Ama sanırım soğuğu hissetmeyecek kadar öfkeliydi. Şu anda köşede durmuş, adamın sırtı duvara yaslı bir şekildeyken acımadan yumruklarını yüzüne indiriyordu. "O şerefsiz seni tuttu değil mi lan?" diye tısladıktan sonra çenesini kavradı ve kafasını duvara sertçe yaslayıp ona tehditkâr bir şekilde bakmaya başladı. "Söyle o itliğini yaptığın adama, eğer bir kez daha beni kışkırtırsa onun ölümü çok yakın." Sonra iğrenir gibi çenesini bir kenara doğru hızla bırakıp elini çekti ve geri çekildi.

Ben ona şaşkınlıkla bakarken, o arkasına döndü ve döndüğü anda yeşilleri zehir gibi gözlerime sarıldı. Nefes nefeseydim, yavaşça gözlerimi onun hemen arkasında elini karnına bastıran adama baktım. Yüzü kan içindeydi ve bayılması an meselesiydi. Aralık duran dudaklarımı örttüm ve gözlerimi kısa bir anlığına yumdum. Geri açtığımda Azel'in buraya doğru hızlı adımlarla geldiğini fark edip istemsizce irkilmiştim.

"Gelmemen gerektiğini sana söylemiştim."

Sakince çenesindeki morluğa ve patlayan dudağına baktım. İç çektim ve onun elini tutup sıcaklığımın onun soğukluğunda kaybolmasına izin verdim.

İçimden bir ses haykırıyordu. Sen onu iyileştirdikçe o seni yok edecek. Öyle mi olurdu sahiden? Ben onu iyileştireyim derken o beni tamamen yok mu ederdi?

"Tişörtün içeride kaldı." diye mırıldandım ve onu arabasına doğru ilerlettim. "Birinden istesek getirebilir mi?"

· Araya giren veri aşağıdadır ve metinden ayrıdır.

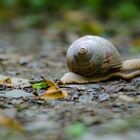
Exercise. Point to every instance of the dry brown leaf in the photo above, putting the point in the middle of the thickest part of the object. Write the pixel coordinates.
(13, 81)
(53, 92)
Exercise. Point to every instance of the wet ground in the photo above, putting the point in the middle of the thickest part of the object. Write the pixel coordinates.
(103, 111)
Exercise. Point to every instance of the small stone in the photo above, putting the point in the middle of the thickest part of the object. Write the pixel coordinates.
(126, 98)
(103, 97)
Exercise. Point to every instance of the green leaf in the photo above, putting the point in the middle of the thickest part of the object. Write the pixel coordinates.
(40, 85)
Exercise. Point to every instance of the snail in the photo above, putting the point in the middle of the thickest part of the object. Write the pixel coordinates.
(93, 59)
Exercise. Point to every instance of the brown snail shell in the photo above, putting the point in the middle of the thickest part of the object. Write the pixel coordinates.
(92, 55)
(93, 58)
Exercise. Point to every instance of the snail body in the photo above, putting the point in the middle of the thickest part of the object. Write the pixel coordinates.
(94, 59)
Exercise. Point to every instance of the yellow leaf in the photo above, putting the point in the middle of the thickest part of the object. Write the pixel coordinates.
(7, 82)
(53, 92)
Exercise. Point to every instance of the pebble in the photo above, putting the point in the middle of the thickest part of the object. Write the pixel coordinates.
(103, 97)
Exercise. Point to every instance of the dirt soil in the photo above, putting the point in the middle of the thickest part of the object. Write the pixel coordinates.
(100, 111)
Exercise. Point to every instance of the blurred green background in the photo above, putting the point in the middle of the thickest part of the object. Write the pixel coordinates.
(99, 17)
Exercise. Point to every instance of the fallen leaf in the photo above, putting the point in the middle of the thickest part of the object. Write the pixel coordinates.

"Gerek yok," dedi sert bir sesle. "Arabada kazağım var." Elimi onun elinden çektim arabanın önüne geldiğimizde. Bu hissettiğim boşlukta neydi? Neden elim onun eline dokunmak için sızım sızım sızlıyordu? Yanağımın içini ısırdım ve arabanın ön koltuğuna bindim. O hemen şoför koltuğuna oturdu ve arka koltuktan siyah bir kazak alıp üzerine geçirdi ve çıplaklığını örtmüş oldu.

"O adamı Ateş mi tuttu?" diye sordum yumuşak bir sesle. Ona bakıyordum, o ise semsert bir ifadeyle yola. Gaza bastı ve araba bir anda öne doğru atılıp hızla yolda ilerledi.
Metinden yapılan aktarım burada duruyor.